日立がドイツの火力発電所ボイラー予防保全会社買収

2012年06月14日 11:00

 日立製作所のグループ会社である日立パワーヨーロッパ社(HPE)が、レモンディス社の傘下であるドイツのサービス会社クセルフォン・エナジー社を買収すると発表。レモンディス社との合意に達し、今後、ドイツ関係当局の承認を経て買収完了となる。

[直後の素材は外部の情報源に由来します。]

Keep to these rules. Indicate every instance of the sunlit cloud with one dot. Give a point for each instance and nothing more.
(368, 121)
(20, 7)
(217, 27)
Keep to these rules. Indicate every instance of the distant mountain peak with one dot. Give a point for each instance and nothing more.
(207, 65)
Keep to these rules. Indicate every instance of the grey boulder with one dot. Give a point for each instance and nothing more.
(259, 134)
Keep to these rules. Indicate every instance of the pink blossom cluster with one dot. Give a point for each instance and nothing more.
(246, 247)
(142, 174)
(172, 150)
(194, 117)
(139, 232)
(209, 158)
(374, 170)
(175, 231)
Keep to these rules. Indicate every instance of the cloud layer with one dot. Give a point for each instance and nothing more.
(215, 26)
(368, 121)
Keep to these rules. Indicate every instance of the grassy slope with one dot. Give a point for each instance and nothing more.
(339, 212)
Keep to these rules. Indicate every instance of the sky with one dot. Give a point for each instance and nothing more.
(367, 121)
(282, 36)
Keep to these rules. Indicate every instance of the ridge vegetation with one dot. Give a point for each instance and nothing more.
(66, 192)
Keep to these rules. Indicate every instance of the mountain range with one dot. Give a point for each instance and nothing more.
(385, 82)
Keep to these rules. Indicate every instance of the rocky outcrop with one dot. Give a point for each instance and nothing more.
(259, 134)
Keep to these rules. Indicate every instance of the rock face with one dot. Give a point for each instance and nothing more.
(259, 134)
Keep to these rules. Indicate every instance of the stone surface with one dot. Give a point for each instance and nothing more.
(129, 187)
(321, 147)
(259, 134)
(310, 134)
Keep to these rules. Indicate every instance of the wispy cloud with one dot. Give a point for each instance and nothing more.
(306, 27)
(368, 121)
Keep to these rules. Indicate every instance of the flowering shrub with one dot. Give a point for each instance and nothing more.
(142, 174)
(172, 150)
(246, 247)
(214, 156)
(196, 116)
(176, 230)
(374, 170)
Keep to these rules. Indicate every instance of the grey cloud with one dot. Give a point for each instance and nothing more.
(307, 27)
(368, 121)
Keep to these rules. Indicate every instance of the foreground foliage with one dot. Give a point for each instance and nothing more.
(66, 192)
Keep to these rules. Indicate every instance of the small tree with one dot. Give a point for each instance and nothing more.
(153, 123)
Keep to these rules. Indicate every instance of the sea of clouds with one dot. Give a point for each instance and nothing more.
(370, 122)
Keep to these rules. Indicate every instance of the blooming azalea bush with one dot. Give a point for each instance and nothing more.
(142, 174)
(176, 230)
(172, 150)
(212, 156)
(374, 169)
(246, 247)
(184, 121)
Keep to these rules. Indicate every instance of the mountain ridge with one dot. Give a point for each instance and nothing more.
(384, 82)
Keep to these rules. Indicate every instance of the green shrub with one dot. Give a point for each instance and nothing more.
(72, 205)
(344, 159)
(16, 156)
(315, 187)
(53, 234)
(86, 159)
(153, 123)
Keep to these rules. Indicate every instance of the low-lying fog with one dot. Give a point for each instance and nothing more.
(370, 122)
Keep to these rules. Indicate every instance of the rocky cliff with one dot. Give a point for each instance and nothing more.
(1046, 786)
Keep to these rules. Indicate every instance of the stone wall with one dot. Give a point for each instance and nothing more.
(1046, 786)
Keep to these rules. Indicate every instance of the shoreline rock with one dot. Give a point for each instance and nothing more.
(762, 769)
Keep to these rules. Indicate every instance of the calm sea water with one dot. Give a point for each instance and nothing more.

 ドイツ・デュイスブルク市に本社を置くクセルフォン・エナジー社は、ドイツの有力な発電プラントサービス会社の一つ。ドイツ国内だけでなく、周辺諸国にも顧客ネットワークを有し、東欧、中東、アフリカにおいても数多くの実績がある。同社が培ってきた幅広い顧客ネットワークと実績に、HPEが有する高度なエンジニアリング力を融合することで、幅広く付加価値の高いサービスを提案、事業拡大を図る。

 現在、世界における発電電力量の中で石炭火力発電は、約4割を占めており、今後も高効率化技術やCO2排出抑制技術、低品位炭対応技術の適用によって、石炭火力発電所の新設需要は堅調に推移すると予測されている。また、欧米の石炭火力発電所の内、80%以上が運転開始後25年以上経っており、老朽化した施設の大規模改修や更新需要が拡大すると見られている。こうした状況を受けて日立は、1990年にバブコック日立が豪州でCBHを設立したほか、2005年には米国のMD&Aを買収するなど、プラントのメンテナンスやエンジニアリングで実績のある各地域のローカル・パートナーとの連携により、サービス事業を順次拡大している。今後こうした動向は、日立以外の企業でも広く活発化するであろう。再生可能エネルギーへの関心の高まり等と相俟って、発電関連企業の世界的な業界再編が始まっていると言えるのかもしれない。